Seit dem 2. Dezember hat die Staatsanwaltschaft in sieben Verhandlungen keinen einzigen dieser Anklagepunkte beweisen können. Was Songs vermeintlichen nordkoreanischen Politbürostatus betrifft, stützt sich die Staatsanwaltschaft einzig auf die Behauptung des vor Jahren übergelaufenen einstigen ideologischen Mentors von Kim Jong-Il, Hwang Jang-Yop. Der aber weigert sich bis heute, als Kronzeuge aufzutreten. Und die Treffen koreanischer Wissenschaftler aus Süd und Nord zum Thema Wiedervereinigung wurden wesentlich von südkoreanischen Firmen finanziert. Song verstand sich dabei als Mentor. Als deutscher Staatsbürger konnte er zudem reisen, wohin er wollte. Reisen nach Nordkorea sind wohl kaum justiziabel.

Besonders grotesk ist der Vorwurf der Anklage, Song habe in dem vor 16 Jahren vom Rowohlt Verlag veröffentlichten Buch Südkorea: Kein Land für friedliche Spiele Propaganda für den Norden betrieben und "gegen die Veranstaltung der Olympischen Spiele 1988 in Korea" opponiert. Nur war dieser Band ein Gemeinschaftswerk von vier Verfassern, zu denen neben Song auch der Autor dieses Artikels gehörte. In einer Passage des Buches heißt es, "die Bauernschaft befand sich in einem Teufelskreis von Armut und Unterdrückung." Die Übersetzer der Staatsanwaltschaft sahen da sperrangelweit die Pforten zur Hölle geöffnet. Bei ihnen liest sich das so: "...der Teufel legte die Bauern in Fesseln". Wirklich kafkaesk.

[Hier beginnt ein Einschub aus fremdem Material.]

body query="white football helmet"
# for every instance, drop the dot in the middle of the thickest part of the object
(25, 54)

Wann ein Urteil gesprochen wird und wie, steht in den Sternen. Jürgen Habermas und Günter Grass haben sich für die Freilassung des Hochschullehrers eingesetzt. "In der Nacht", sagt Song Du-Yul, "sind alle Blumen schwarz. Erst bei Licht besehen werden sie farbig. Farben sind Kräfte. Kräfte wirken mit- und gegeneinander. Wenn sich die einzelnen Kulturenergien abstoßen und durch Ähnlichkeiten auch anziehen können, entstehen gerade dadurch ungeahnte neue Schattierungen und vielfältige Zwischentöne". Nur: Wer will die im geteilten Korea schon hören?